Watching for Changes

Kubernetes has a powerful watch API. You can react to changes in real-time:

func watchPods(clientset *kubernetes.Clientset) error {
    watcher, err := clientset.CoreV1().Pods("default").Watch(
        context.Background(),
        metav1.ListOptions{},
    )
    if err != nil {
        return err
    }
    defer watcher.Stop()

    for event := range watcher.ResultChan() {
        pod, ok := event.Object.(*corev1.Pod)
        if !ok {
            continue
        }
        fmt.Printf("Event: %s, Pod: %s\n", 
            event.Type, pod.Name)
    }
    return nil
}

This pattern is the foundation of Kubernetes operators. You watch for changes and react accordingly.
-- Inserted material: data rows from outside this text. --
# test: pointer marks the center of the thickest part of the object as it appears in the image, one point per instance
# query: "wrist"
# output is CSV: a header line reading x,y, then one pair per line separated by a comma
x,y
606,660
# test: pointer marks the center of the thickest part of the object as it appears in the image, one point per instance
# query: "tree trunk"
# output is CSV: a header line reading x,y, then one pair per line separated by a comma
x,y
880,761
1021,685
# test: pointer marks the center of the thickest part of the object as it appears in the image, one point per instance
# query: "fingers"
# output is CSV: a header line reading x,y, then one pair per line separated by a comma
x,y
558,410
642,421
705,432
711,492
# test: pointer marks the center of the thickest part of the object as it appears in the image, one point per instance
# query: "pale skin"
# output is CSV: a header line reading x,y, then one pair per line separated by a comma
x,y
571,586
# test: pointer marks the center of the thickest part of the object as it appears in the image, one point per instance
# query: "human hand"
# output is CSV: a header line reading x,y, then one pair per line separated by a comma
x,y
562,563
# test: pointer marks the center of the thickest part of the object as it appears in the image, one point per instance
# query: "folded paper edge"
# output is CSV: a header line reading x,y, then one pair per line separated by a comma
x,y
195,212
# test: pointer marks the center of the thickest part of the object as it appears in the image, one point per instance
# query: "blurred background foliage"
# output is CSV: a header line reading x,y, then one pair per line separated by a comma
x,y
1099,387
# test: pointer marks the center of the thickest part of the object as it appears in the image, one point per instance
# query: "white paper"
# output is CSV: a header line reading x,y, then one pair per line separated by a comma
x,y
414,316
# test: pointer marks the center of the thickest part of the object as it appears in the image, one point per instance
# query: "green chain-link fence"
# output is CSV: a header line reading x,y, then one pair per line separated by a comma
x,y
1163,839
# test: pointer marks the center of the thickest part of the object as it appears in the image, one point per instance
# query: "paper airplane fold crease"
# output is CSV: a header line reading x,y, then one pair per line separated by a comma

It’s a good example of Go’s concurrency patterns in action.

Best Practices

When working with client-go, keep these tips in mind:

1. Use contexts properly - Set timeouts on long operations
2. Handle errors gracefully - Network issues happen
3. Use informers for efficiency - They cache resources locally
4. Test with a real cluster - Use kind or minikube locally

The Kubernetes ecosystem provides controller-runtime for building operators. It builds on client-go with higher-level abstractions.

Wrapping Up

Kubernetes is more than a deployment target. Its Go libraries let you build powerful automation. Whether you’re creating custom controllers or just scripting cluster operations, client-go is worth learning.

Start small. List some pods. Create a deployment. Then explore operators when you’re ready. The Kubernetes ecosystem runs on Go, and now you can be part of it.